В разоренной и сожженной Москве Пьер испытал почти крайние пределы лишений, которые может переносить человек; но, благодаря своему сильному сложению и здоровью, которого он не сознавал до сих пор, и в особенности благодаря тому, что эти лишения подходили так незаметно, что нельзя было сказать, когда они начались, он переносил не только легко, но и радостно свое положение. И именно в это то самое время он получил то спокойствие и довольство собой, к которым он тщетно стремился прежде. Он долго в своей жизни искал с разных сторон этого успокоения, согласия с самим собою, того, что так поразило его в солдатах в Бородинском сражении, – он искал этого в филантропии, в масонстве, в рассеянии светской жизни, в вине, в геройском подвиге самопожертвования, в романтической любви к Наташе; он искал этого путем мысли, и все эти искания и попытки все обманули его. И он, сам не думая о том, получил это успокоение и это согласие с самим собою только через ужас смерти, через лишения и через то, что он понял в Каратаеве. Те страшные минуты, которые он пережил во время казни, как будто смыли навсегда из его воображения и воспоминания тревожные мысли и чувства, прежде казавшиеся ему важными. Ему не приходило и мысли ни о России, ни о войне, ни о политике, ни о Наполеоне. Ему очевидно было, что все это не касалось его, что он не призван был и потому не мог судить обо всем этом. «России да лету – союзу нету», – повторял он слова Каратаева, и эти слова странно успокоивали его.
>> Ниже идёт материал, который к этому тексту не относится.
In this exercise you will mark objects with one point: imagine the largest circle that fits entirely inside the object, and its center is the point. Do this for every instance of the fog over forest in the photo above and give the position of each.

Ему казалось теперь непонятным и даже смешным его намерение убить Наполеона и его вычисления о кабалистическом числе и звере Апокалипсиса. Озлобление его против жены и тревога о том, чтобы не было посрамлено его имя, теперь казались ему не только ничтожны, но забавны. Что ему было за дело до того, что эта женщина вела там где то ту жизнь, которая ей нравилась? Кому, в особенности ему, какое дело было до того, что узнают или не узнают, что имя их пленного было граф Безухов?